Q388 Steve Baker: Ms Coulson, earlier on you painted quite a vivid picture of a journey of decay and you compared the situation to payday lenders. I am looking forward to the transcript so I can read it again. Also, Professor Watson-Gandy, I was thinking about your written evidence where you said the regulation was Leviathan in its volume and strikingly patchy in the protection it affords. Between the two of you I get this picture of a situation where at the bottom end, at the distressed end, the moral operators come in and end up ruining the market that might otherwise function. Just to cut all this down to the quick, do you think that there should be a legal duty of care on the lenders?

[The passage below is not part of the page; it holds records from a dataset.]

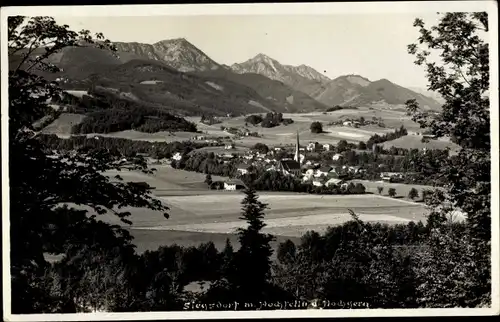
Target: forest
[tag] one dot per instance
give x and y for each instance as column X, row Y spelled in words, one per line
column 439, row 263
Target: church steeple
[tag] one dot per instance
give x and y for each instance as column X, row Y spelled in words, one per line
column 297, row 149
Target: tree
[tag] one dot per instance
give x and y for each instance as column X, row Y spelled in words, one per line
column 413, row 193
column 208, row 179
column 286, row 252
column 261, row 147
column 253, row 263
column 342, row 146
column 461, row 77
column 41, row 181
column 316, row 127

Frances Coulson: It is a commercial enterprise, isn’t it? I think it would be helpful if, at the very least, there had to be some form of legal advice for the directors. They do not have a bargaining position, they can’t amend the terms of the contract and so forth so they have nowhere to go as far as that is concerned. They at least need some form of independent advice so that they understand what they are in for if it goes wrong.
Q389 Steve Baker: I heard you make a point I have heard elsewhere, which is at the lower end of the smaller businesses they are akin to consumers. Do you think there is a case to be made that at the smaller end of the scale of SMEs they should be compared to consumers and perhaps have additional rights, like a lender’s duty of care?
Frances Coulson: Yes, there is something to be said for that. We are a nation of shopkeepers, it is said, so there is a lot of small business, and they do not necessarily have the access to professional services or whatever, or the time perhaps to take the advice, but they perhaps need to be forced to do it.
Professor Watson-Gandy: I am an emphatic yes for that suggestion.
Q390 Steve Baker: At the small end?
Frances Coulson: Yes.
Professor Watson-Gandy: Certainly at the small end. The practical example is this: I may be running a fairly successful business, in terms of whether I am growing beets or selling sofas or whatever and I know my area of the market very well. I understand the issues but when I come to raising funding and somebody tries to sell me a—
Steve Baker: Interest rate swap.
Professor Watson-Gandy: Precisely. I am in no better position than Joe Public.
Q391 Chair: We are opening up much wider questions here. Thank you. Is there anything that any of you came particularly wanting to say and you do not feel you have had an opportunity to unburden yourself about?
Frances Coulson: No, insolvency practitioners are in a very good place to give proper advice and, from my point of view—from the insolvency end—it is the look back and the liquidation exit, so that there is some check to what is going on in the live part of the rescue process.
Chair: You have heard the concerns of the Committee and one or two of you are going to come back with more material. We are very grateful indeed to all three of you for coming to give evidence this morning—now this afternoon by three minutes. Thank you very much indeed.